Our school website has a link where you can anonymously report out of district students. A law was just passed here where a parent can be taken to court if they bring their child(ren) into the district illegally.
This stupid law makes it hard on some of us. Our situation: we live with hubby’s mom, cause he helps care for her. Everything here is in her name. We have to go through an affidavit process every year to prove we live here. This involves showing ID and car title with current address on it, a current utility bill, copy of my paystub with current address on it, and a signed, notarized statement that we live in the district. This is every year: people who have a lease or a mortgage don’t have to do this every year. All they have to do is show up with a current utility bill to prove their residence. Residents who own or rent are automatically assigned teachers every year: those of us on affidavit have to get assigned teachers on the first day of registration. People who come in on an affidavit are automatically suspected of not living in the district.

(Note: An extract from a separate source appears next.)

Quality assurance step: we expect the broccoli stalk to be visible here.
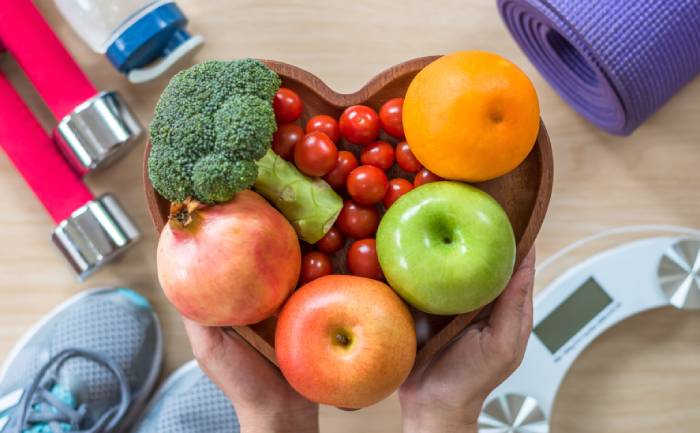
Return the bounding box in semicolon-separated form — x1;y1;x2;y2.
255;150;343;244
148;59;342;243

They sent us a letter which was returned to the school. Everyone in this household shares the same last name. When we moved out of here the first time and into an apartment, their mail also followed us. It literally took us two years to get the mail straight, but anything addressed to us that came here to the house ended up being returned. Now that we’ve moved back, we have a post office box so this does not happen again. A second letter that the school sent here was actually delivered to us, but we are still suspected of not living in the district. Fine. Send your silly little investigator over. Anytime. We don’t mind. Our kids are in fourth grade and have been in this school system their entire school career. I would think, with all the problems we’ve had, that they’d know us by now.
I hate that they’re so afraid of an invasion of kids from a neighboring city that it had to come to this.
In most CA districts, you MUST live within the district boundaries in order to attend district schools. Period. Some districts will also insist that you go to the school assigned to your street/neighborhood, but others (Irvine USD, for example) will let you choose your high school (some emphasize sports, or drama, or academics, etc).
Having said that, you should know that local property taxes in CA do NOT fund local schools. After passage of Proposition 13 about 30 years ago, all the property tax dollars go straight up to Sacramento, where lots of folks get to run their fingers over them, and of course some go missing in the process. Then, the funds are redistributed to the districts, in a supposedly equal manner.
But it’s not equal. A number of districts in CA took one look at the effect Prop 13 was going to have and said “Oh hell no” and got themselves some lobbyists. Those lobbyists got certain districts named as “Basic Aid Districts,” which sounds better than what everyone else calls them, which is The Nifty Fifty. They get more $ per student than other districts. Why? Because they were sneaky bastards.
That is our system. Flawed and no one is willing to fix it. Enjoy.
If the only issue was “butts in seats,” then I would have no problem with seating all eligible kids who live in the district, then starting a wait list for out of district transfers. Simple.
It’s better than nothing, though. An open enrollment program like Minnesota’s would have given this woman a chance to send her children to their desired school legally.